Second Stage – Adjustment
Over the next few weeks things didn’t fall apart. Sure, lots of cereal was consumed. Walls were coloured in. Twinkl worksheets gathered dust. But, thanks to my husband lots of other activities happened. Puppet shows were made, poetry was written and ‘squash golf’ invented. If I’m being honest, everyone was relieved to have a break from the authoritarian ways of The Boss. But, after many weeks I was back and ready to dislodge my husband from my place in the family. I didn’t, however, reckon on the structural shifts that had taken place in my absence. I was horrified to learn that my husband had enjoyed his new found role and wasn’t about to step down. I read my six year old’s diary (pretty low) and learned of all the wonderful things that had happened and how much fun they’d had. I also didn’t reckon on how exhausted I would feel following corona virus. For many more weeks, my fatigue meant that I had no choice but to be alongside my husband, and at times, follow his lead.

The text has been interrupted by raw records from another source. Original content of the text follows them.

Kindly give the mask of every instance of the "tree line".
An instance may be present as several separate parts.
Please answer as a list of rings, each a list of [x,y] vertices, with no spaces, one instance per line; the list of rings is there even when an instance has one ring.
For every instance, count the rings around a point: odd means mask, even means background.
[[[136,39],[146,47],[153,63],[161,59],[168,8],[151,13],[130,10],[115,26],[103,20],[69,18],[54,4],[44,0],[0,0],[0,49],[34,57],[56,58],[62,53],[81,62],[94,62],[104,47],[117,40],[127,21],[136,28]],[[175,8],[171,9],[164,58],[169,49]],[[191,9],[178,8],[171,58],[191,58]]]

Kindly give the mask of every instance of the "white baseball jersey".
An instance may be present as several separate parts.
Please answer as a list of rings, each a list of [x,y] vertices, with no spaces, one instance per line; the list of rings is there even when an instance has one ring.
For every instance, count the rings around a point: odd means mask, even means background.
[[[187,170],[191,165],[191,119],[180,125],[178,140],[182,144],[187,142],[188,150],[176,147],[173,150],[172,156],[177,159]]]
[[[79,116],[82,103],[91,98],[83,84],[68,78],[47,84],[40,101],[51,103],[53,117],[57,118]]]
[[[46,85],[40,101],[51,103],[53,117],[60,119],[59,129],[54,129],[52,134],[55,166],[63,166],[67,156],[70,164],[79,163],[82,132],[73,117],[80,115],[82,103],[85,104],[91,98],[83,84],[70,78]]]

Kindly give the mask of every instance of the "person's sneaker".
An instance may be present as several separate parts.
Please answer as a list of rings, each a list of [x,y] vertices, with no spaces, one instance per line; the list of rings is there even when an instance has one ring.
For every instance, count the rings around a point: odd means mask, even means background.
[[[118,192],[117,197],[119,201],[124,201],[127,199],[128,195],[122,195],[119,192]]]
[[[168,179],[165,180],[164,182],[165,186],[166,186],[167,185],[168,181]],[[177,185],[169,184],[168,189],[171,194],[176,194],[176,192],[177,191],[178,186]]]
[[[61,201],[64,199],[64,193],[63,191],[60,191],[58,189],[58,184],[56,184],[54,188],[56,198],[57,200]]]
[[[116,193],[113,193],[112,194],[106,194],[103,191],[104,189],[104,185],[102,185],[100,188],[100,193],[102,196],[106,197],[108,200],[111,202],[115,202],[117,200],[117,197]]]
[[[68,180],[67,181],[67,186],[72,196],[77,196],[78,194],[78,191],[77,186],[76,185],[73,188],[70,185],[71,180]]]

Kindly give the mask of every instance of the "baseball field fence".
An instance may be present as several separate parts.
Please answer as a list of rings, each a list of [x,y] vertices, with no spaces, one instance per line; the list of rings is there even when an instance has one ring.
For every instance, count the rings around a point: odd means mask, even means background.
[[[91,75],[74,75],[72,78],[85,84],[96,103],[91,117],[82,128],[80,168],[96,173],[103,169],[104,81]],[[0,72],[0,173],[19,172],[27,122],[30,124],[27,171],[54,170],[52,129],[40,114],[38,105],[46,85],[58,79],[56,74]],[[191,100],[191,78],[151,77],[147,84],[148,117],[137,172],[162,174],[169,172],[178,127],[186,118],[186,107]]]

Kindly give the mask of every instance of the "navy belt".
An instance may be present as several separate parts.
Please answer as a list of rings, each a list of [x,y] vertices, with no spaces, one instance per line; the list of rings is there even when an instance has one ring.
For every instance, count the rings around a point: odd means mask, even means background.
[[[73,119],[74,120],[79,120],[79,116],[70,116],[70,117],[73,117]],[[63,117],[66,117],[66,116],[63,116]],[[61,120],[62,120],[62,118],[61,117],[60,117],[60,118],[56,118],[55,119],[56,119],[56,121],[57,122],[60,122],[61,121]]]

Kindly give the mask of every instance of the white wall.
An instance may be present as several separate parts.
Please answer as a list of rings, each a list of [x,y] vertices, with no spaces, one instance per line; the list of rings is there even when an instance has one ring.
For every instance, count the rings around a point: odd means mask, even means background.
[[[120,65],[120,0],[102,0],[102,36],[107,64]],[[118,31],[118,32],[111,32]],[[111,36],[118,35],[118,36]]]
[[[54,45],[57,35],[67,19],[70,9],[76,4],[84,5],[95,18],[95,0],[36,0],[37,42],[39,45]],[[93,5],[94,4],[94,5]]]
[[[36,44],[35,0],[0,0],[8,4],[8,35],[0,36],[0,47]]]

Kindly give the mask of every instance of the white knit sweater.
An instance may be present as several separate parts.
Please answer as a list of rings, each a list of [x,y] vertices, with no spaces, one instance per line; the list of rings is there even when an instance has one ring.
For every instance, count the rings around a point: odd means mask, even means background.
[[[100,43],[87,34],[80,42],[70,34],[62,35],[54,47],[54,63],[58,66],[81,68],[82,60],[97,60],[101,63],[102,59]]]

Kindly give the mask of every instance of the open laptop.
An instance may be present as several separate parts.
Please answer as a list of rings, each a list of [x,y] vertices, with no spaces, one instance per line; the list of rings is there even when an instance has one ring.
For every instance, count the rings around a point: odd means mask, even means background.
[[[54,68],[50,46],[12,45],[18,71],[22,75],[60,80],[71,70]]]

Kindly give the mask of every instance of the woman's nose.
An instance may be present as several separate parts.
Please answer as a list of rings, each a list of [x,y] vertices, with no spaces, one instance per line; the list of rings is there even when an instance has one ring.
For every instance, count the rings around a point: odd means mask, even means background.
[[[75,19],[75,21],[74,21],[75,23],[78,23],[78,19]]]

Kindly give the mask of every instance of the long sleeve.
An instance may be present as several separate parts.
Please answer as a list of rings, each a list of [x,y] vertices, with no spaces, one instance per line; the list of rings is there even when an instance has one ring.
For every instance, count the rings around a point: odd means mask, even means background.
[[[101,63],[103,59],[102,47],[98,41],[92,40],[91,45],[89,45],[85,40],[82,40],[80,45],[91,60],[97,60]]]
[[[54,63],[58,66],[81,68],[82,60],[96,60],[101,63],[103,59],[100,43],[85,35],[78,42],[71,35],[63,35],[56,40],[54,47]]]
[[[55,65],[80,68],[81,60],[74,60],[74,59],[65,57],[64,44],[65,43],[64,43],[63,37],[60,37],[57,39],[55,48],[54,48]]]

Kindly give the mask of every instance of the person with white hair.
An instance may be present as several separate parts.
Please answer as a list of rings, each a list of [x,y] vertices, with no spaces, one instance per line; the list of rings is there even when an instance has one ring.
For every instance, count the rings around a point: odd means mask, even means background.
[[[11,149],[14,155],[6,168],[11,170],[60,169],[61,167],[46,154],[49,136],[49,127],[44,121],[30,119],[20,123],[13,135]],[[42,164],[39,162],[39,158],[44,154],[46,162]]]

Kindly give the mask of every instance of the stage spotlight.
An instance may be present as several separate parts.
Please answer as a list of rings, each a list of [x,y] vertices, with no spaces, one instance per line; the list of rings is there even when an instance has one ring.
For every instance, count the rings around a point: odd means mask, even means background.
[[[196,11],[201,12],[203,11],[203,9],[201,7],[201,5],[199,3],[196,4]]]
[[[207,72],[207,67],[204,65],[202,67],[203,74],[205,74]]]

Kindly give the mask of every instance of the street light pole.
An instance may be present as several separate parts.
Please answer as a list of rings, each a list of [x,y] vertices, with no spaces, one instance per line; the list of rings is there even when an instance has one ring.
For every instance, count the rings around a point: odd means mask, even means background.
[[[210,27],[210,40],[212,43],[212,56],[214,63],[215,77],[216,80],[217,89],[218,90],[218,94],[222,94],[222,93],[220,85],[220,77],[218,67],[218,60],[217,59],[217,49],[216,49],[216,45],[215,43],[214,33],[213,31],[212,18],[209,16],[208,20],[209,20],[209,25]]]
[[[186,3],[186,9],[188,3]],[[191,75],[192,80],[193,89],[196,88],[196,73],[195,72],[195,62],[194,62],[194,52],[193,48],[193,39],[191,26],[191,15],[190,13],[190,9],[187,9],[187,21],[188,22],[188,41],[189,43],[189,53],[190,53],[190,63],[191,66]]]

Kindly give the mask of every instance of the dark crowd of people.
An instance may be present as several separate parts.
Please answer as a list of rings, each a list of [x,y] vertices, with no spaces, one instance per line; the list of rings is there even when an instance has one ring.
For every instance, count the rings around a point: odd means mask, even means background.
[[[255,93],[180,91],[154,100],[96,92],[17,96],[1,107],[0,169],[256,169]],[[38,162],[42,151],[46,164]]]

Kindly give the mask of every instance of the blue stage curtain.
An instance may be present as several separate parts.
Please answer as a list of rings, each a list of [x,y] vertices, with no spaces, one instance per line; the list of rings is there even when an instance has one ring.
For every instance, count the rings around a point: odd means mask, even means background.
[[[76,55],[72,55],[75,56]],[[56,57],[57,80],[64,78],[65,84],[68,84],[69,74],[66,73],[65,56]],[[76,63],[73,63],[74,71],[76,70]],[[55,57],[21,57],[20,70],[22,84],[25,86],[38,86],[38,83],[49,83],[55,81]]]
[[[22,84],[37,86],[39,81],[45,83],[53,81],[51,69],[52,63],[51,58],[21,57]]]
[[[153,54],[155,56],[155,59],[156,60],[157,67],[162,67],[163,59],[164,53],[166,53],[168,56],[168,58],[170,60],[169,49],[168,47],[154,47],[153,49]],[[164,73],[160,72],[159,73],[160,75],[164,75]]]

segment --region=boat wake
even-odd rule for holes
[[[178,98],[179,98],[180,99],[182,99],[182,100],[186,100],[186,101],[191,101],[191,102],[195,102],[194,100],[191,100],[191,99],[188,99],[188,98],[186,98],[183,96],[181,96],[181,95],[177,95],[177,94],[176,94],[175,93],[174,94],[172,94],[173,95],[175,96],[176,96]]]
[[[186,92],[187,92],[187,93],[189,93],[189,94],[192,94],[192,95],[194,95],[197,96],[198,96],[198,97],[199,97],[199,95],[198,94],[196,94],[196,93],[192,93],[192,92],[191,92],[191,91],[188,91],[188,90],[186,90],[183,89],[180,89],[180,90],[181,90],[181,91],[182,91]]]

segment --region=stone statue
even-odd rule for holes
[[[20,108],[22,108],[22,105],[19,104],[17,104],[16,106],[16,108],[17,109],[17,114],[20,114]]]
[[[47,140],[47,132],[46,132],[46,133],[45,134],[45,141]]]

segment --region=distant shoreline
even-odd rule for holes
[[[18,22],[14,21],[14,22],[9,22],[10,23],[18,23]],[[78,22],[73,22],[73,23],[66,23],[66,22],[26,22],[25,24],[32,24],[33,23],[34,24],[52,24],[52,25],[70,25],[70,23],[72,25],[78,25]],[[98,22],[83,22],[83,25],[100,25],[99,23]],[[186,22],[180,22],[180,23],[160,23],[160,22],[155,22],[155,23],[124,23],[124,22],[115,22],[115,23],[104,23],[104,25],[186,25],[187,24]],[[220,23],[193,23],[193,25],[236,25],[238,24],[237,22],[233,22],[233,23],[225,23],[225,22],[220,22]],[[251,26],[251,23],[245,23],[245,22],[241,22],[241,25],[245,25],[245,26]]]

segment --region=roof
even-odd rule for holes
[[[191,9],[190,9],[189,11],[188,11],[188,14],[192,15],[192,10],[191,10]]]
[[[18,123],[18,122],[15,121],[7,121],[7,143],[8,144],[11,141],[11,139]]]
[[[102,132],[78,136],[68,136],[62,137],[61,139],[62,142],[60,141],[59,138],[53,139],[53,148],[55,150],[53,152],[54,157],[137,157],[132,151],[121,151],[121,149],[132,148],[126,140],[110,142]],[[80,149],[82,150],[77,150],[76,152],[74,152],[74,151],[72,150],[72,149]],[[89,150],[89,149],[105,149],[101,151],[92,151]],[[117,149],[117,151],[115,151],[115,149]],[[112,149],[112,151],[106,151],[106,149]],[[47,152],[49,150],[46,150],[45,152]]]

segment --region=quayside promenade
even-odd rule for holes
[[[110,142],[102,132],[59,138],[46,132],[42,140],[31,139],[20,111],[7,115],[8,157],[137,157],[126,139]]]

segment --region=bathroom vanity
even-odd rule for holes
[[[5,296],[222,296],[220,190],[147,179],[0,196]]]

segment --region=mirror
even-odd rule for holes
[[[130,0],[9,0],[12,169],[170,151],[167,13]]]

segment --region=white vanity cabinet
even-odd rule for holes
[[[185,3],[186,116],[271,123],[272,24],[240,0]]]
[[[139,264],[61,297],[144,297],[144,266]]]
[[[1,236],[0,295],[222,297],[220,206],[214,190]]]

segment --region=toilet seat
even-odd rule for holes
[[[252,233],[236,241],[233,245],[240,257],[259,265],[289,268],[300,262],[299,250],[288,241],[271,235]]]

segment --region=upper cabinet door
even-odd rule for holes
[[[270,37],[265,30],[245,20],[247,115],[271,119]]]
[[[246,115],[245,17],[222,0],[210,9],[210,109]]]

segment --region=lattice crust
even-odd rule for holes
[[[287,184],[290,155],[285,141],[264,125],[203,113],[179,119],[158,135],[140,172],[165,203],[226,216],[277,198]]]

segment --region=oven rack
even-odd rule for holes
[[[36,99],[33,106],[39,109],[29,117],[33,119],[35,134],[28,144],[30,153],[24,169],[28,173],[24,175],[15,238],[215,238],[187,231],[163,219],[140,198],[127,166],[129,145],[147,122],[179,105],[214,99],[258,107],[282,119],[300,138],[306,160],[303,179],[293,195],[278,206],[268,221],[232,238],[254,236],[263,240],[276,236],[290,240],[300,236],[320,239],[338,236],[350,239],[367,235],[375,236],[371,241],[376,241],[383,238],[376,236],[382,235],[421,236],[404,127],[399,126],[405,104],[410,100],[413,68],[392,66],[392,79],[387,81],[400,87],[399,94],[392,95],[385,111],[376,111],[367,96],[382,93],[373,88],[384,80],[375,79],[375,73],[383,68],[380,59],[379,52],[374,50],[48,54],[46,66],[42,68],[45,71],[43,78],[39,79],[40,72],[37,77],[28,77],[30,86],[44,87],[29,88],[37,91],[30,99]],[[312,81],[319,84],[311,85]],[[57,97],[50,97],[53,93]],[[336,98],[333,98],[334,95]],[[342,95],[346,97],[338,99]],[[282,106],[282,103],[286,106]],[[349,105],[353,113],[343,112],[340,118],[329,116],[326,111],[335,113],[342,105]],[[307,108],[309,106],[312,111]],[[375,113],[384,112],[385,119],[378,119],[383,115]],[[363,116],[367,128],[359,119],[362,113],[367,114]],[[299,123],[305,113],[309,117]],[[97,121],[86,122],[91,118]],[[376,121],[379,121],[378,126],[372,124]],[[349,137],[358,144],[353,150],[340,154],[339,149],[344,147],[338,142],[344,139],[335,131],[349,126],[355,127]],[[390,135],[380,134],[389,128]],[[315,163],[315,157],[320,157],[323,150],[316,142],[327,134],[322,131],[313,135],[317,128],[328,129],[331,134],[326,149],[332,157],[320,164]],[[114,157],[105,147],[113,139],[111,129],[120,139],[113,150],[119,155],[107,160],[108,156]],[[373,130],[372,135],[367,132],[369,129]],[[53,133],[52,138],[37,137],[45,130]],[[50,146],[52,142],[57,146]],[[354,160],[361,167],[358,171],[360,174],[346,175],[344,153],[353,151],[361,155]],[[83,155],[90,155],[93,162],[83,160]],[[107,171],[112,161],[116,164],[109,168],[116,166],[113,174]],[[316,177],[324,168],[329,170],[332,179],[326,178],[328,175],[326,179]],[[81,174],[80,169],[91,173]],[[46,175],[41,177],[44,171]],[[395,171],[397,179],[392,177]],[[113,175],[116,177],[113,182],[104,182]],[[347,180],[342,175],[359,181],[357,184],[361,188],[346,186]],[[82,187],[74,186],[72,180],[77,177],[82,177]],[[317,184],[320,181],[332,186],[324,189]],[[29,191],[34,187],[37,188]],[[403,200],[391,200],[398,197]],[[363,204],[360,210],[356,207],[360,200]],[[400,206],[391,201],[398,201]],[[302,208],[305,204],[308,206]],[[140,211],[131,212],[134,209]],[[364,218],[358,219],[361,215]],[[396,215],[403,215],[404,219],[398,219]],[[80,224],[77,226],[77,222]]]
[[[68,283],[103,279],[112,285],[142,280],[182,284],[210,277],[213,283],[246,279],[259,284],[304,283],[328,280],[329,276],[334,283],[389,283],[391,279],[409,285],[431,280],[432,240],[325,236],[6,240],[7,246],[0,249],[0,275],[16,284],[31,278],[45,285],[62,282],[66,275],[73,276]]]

My husband and I have had many many conversations in the past about me wanting him to do more but only if he signs up to what I want him to do. The ‘who does more’ row has been a favourite in our house. Negotiations have broken down when he wants to do more, but his way. “No way” said I. “It’s my way or the highway”.
When the Dust Settles – Long-term Changes
Corona virus has changed the structure of our family for the better. I wan’t happy with being The Boss but I also didn’t know how to let go, and was frightened about sharing this role with my husband. It took corona virus, and me literally being taken out the equation, for family roles and responsibilities to shift in response.
For many families, the changes that follow curveballs are more permanent than the ones that my family experienced. Sadly, illness, separation or even death can bring about much larger and far reaching changes to a family’s structure. With some guidance, families can navigate these changes in roles and responsibilities and in time, learn how to adjust, support one another and grow together.